Bernie Klunder: There’s not enough info to answer regarding the investment doubling so I can’t say. The author only asked about the dividend doubling. My calculation shows 8% DGRs with reinvestment of the increases. The dividend doubles in year 10. Year 1: Initial dividend= $18,000 – annual dividend increase= $18,000+8%= $19,440Year 2: Annual Dividend= $19,440 – annual dividend increase= $19,400+8%= $20,995Year 3: Annual Dividend= $20,995 – annual dividend increase= $20,995+8%= $22,675Year 4: Annual Dividend= $22,675 – annual dividend increase= $22,675+8%= $24,489Year 5: Annual Dividend= $24,489 – annual dividend increase= $24,489+8%= $26,448Year 6: Annual Dividend= $26,448 – annual dividend increase= $26,448+8%= $28,564Year 7: Annual Dividend= $28,564 – annual dividend increase= $28,564+8%= $30,849Year 8: Annual Dividend= $30,849 – annual dividend increase= $30,849= $33,317Year 9: Annual Dividend= $33,317 – annual dividend increase=$33,317+8%= $35,982Year 10: Annual Dividend= $35,982 – annual dividend increase= $35,982+8%= $38,861
Bernie Klunder: Sorry Shawn. I can’t answer all of your questions with the info given.
Shawn Ewer: Bernie Klunder I answered it already. It can be answered with my “flawed” as you called it math. Because we know if we are earning 8% yield today and the yield amount is 18,000 then the investment is currently $225,000.
Shawn Ewer: Bernie Klunder also I answered to OP in the 4th post in the thread. The question then evolved to how long if you reinvest the dividend and it increases each year by 8%. That is what I and Dave were answering.The answer is NOT what you said because you were not answering the evolved questionThe evolved question is not my question, (I answered it) but it is the question that you said my math was flawed. There for. I asked you to answer the question so that you could see the error in YOUR statement.
Bernie Klunder: Shawn, sorry if I appear rude, I just misunderstood your approach. After giving this much thought yeah you’re right that my calculation was dividends only and didn’t include reinvestment.
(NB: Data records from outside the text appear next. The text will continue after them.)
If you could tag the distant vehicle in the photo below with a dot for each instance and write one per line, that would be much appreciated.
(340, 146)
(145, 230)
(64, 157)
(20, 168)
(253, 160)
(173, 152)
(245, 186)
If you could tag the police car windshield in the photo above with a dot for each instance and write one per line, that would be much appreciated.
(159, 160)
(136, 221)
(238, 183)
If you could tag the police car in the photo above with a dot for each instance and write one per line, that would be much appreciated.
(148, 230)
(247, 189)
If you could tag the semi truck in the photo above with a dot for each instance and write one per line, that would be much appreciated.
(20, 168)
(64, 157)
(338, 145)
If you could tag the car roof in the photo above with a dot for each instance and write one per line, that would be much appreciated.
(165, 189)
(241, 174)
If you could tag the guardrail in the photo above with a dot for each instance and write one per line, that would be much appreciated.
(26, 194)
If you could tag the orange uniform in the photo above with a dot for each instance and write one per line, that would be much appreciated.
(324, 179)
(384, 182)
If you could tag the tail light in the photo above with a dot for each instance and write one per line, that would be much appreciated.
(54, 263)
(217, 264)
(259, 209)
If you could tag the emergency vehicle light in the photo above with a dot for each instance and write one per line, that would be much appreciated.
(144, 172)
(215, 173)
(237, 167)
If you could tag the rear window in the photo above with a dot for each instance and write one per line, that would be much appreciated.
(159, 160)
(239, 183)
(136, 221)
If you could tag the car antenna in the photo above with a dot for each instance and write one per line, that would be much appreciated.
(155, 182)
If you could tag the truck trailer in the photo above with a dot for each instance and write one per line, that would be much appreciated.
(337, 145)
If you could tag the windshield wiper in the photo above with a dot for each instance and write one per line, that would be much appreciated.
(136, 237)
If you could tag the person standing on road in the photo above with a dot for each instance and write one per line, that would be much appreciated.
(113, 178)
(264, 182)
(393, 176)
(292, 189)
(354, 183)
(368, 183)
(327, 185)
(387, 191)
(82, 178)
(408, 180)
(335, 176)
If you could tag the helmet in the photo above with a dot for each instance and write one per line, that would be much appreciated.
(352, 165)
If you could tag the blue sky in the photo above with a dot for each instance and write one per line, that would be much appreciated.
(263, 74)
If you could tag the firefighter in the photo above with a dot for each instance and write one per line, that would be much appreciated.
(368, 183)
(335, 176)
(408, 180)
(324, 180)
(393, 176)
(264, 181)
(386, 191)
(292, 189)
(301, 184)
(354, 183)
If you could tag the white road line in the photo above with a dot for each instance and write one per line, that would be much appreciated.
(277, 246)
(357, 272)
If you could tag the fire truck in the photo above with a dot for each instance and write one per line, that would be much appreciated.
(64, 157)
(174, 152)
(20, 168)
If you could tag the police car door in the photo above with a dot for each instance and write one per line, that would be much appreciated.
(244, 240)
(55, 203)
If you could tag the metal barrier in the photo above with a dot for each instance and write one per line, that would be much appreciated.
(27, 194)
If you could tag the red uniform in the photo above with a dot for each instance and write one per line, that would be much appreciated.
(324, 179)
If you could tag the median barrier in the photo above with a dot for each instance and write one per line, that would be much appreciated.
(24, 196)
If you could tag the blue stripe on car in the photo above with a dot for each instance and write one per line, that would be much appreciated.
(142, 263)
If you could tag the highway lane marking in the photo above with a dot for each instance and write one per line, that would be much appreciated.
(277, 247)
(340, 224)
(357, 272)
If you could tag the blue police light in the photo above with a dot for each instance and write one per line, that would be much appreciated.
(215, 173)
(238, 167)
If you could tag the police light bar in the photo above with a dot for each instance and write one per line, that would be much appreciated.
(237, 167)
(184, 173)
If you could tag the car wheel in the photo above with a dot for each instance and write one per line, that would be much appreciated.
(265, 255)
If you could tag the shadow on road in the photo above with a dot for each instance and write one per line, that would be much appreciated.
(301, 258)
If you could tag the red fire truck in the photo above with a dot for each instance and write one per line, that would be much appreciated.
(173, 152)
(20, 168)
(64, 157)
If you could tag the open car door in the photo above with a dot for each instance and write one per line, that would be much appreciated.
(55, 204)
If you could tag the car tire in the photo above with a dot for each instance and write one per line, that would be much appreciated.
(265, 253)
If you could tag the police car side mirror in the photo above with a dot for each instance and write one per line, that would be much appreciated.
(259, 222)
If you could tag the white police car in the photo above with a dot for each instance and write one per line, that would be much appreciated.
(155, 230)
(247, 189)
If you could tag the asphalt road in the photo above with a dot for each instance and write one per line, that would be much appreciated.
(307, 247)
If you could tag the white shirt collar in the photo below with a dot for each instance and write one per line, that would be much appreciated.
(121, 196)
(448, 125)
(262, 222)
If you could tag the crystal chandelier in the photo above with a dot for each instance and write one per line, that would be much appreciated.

Its tough to figure out what you ask without knowing or assuming more. What I’ve now done is route through the CCC list to find a popular stock which averaged 8% dividend growth and then determine their average total return. TR, being price + reinvested dividends should give us a better estimate on doubling the investment. Anyway PepsiCo (PEP) has DGRs of 8.8%, 7.7%, 8.5%, 8.9% and 10.7% over 1-Yr, 3-Yr, 5-Yr, 10-Yr and 18-Yr periods. I feel this is representative of the kind of stock we’re looking for. As it turns out their average annual total return is also similar at 8.56%. So, applying this 8.56% total annual growth the investment will double in the 9th year. Thats my answer to your question of how long it take if BOTH the dividend increases by 8% year after year AND we reinvest the proceeds. The 8.56% would include an average annual ballpark price return of 0.56% and 8% DGR.
Bernie Klunder: This has no bearing on what we’re trying to calculate but, for the record, PEP has a current yield of 2.86%. Its almost always in the 2.5% to 3.5% range. I believe the company ideally wants to keep it in this range.